The fundamental difference lies in ctmm treat each individual separately, maybe in a list. However to use ggplot with all the individuals I need to merge them into one data frame, and all my code were based on this data frame since it's also easier to select a subset dynamically.

To change this one data.frame structure into a list of data.frames will need very substantial rewrite, also make a lot of things much harder -- a lot of things can be done with 1-2 lines data.table now may need a lot of list manipulations.

I'll think more about the wrapper function approach.

xhdong-umd commented 7 years ago

I found I have maintained a telemetry obj list all the time, so I only need to ensure that list don't have NA columns. I have been very careful to make sure the list always sync to the data frame, which sometimes are quite cumbersome.

Looks like I only need to add fill=True. So the data frame will have NA cols but the telemetry objects didn't change.

@chfleming can you test if it work?

xhdong-umd commented 7 years ago

@chfleming I made some simulated data and tested in app. It worked until the home range calculation:

Warning: Error in rbind: numbers of columns of arguments do not match
Stack trace (innermost first):
    110: rbind
    109: rbind
    108: do.call
    107: akde.list
    106: akde
    105: eval
    104: eval
    103: withProgress
    102: <reactive:selected_hrange_list> [/Users/xhdong/Projects/ctmm-Shiny/shiny/app/server.R#1450]

It seemed that akde cannot deal with a list of telemetry objects with different columns.

akde(select_models()$tele_list,
                             CTMM = select_models()$models)
xhdong-umd commented 7 years ago

Another question about the data: I assume it to be a csv that include all individuals, so the csv should have a HDOP column, but some individuals don't have value for that column? I created a modified buffalo data file in this format, with Cilla and Gabs have HDOP value. However as.telemetry only kept the HDOP column for Cilla.

chfleming commented 7 years ago

@NoonanM is this the bug you found recently? It arose from some changes where as.telemetry was dropping rows/individuals with missing columns and now it isn't. I'm going to fix it today.

@xhdong-umd The Movebank CSV may or may not have an HDOP column. You can email me (or link to) the fake data and I will take a look at that. HDOP should only be dropped when its NA valued.
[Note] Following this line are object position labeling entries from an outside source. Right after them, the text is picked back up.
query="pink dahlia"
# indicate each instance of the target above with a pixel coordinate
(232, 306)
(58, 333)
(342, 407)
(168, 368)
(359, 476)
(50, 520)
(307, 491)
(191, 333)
xhdong-umd commented 7 years ago

@chfleming To save a data set with variable columns in Movebank CSV, we have to have a HDOP column in header, and write NA or empty values for individuals without HDOP, right? CSV cannot handle variable columns in same file.

I attached the csv file here. varied_buffao.csv.zip

chfleming commented 7 years ago

Fixes for those two issues are up on GitHub.

xhdong-umd commented 7 years ago

@chfleming I installed the latest version but still got same error on rbind. Could it be this line?

chfleming commented 7 years ago

I used the wrong variable name in one line. Its tested to work on a case that failed before recompiling.

xhdong-umd commented 7 years ago

I verified and it seemed to be working now.